Por sua vez, o CC, também, define contrato de serviço, indica-nos quais as são as suas modalidades e diz-nos qual o seu regime [artigos 1154º a 1156º]

            Contrato de prestação de serviço é, pois, aquele em que uma das partes se obriga a proporcionar à outra certo resultado do seu trabalho intelectual ou manual, com ou sem retribuição.

Parte dessa legislação especial, referida no artigo 1154º, do CC, que existia ao tempo da celebração do contrato estava contida na LCT.

Assim, é ao abrigo do Decreto-Lei n.º 49.408, de 24 de novembro de 1969 [LCT] que se deve, em exclusivo, qualificar a relação jurídica estabelecida entre as partes.

Aliás, é o que decorre do artigo 8º, n.º 1, da Lei n.º 99/2003, de 27 de agosto, retificada pela Declaração de Retificação n.º 15/2003, publicada no DR, 1-A, de 2003.10.28, que aprovou o Código do Trabalho de 2003.

Referindo-se à aplicação do CT/2003 no tempo, o sobredito artigo 8º, n.º 1, estabelecia que o CT/2003 era aplicável aos contratos do trabalho celebrados antes da sua entrada em vigor, salvo quanto às condições de validade e aos efeitos de factos ou situações totalmente passados anteriormente àquele momento.


  Ora, a LCT também nos dá a noção de contrato de trabalho, no seu artigo 1º, sendo que mais não é do que a transposição textual da definição constante do Código Civil.

           

            A noção legal de contrato de trabalho, existente no CC e na LCT, é composta por 4 elementos.

Com efeito, ela abarca o objeto, da parte do trabalhador [prestação da sua atividade intelectual ou manual], a alienação que o trabalhador faz da sua atividade a favor de outrem [prestar a sua atividade intelectual ou manual a outra pessoa], a subordinação jurídica do trabalhador [o trabalhador presta a sua atividade sob a autoridade e direção da pessoa a quem alienou a sua atividade] e a retribuição [a contrapartida da pessoa que recebe a atividade do trabalhador].
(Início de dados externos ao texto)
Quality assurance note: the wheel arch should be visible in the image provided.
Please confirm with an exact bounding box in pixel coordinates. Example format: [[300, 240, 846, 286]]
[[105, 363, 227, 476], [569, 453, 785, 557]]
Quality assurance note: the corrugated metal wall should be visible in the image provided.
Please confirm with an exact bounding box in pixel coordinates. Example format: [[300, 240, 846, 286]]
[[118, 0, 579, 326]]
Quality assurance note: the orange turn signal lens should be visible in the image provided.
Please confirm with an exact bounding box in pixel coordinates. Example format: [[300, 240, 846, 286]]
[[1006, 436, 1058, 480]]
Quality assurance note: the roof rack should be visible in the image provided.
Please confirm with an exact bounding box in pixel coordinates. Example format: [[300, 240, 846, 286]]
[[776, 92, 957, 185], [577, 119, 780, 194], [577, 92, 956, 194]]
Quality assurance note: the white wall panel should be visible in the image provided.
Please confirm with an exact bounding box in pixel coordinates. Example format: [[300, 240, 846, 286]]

O que realmente distingue o contrato de trabalho do contrato de prestação de serviço é o objeto e a subordinação jurídica.

       

Quanto ao objeto:


- No contrato de trabalho, o seu objeto, da parte do trabalhador, consiste na prestação da sua atividade intelectual ou manual, que se traduz numa prestação de facto, através da qual o trabalhador põe a sua força do trabalho à disposição da sua entidade empregadora;
- No contrato de prestação de serviço, o seu objeto consiste no resultado da atividade de uma pessoa, ou seja o que interessa não é a atividade em si, mas apenas o resultado dela advindo.

Quanto à subordinação jurídica:


- No contrato de trabalho, o trabalhador ao celebrar um contrato fica sob as ordens, direção, fiscalização e poder disciplinar do empregador enquanto no contrato de prestação de serviço o credor não tem poderes especiais de autoridade.
- A subordinação jurídica não é estanque ou estática, mas sim flexível de modo a abarcar determinadas situações da vida real no mundo do trabalho [os CT’s falam em contratos ou situações equiparados – artigo 13º, do CT/2003 e 10º do CT/2009].
- No contrato de trabalho existe dependência e subordinação ao passo que no contrato de prestação de serviço existe independência e autonomia.

A este propósito, o acórdão de 15 de dezembro de 2015, desta 4ª Secção e Supremo Tribunal de Justiça [Processo n.º 1156/04.9TTCBR.C2.S1 – www.dgsi.pt/], refere que [o] que verdadeiramente distingue o contrato de trabalho do contrato de prestação de serviço reside no seu objeto: ao passo que neste último o que está em causa é o resultado da sua atividade, naquele primeiro o que avulta é atividade em si mesma.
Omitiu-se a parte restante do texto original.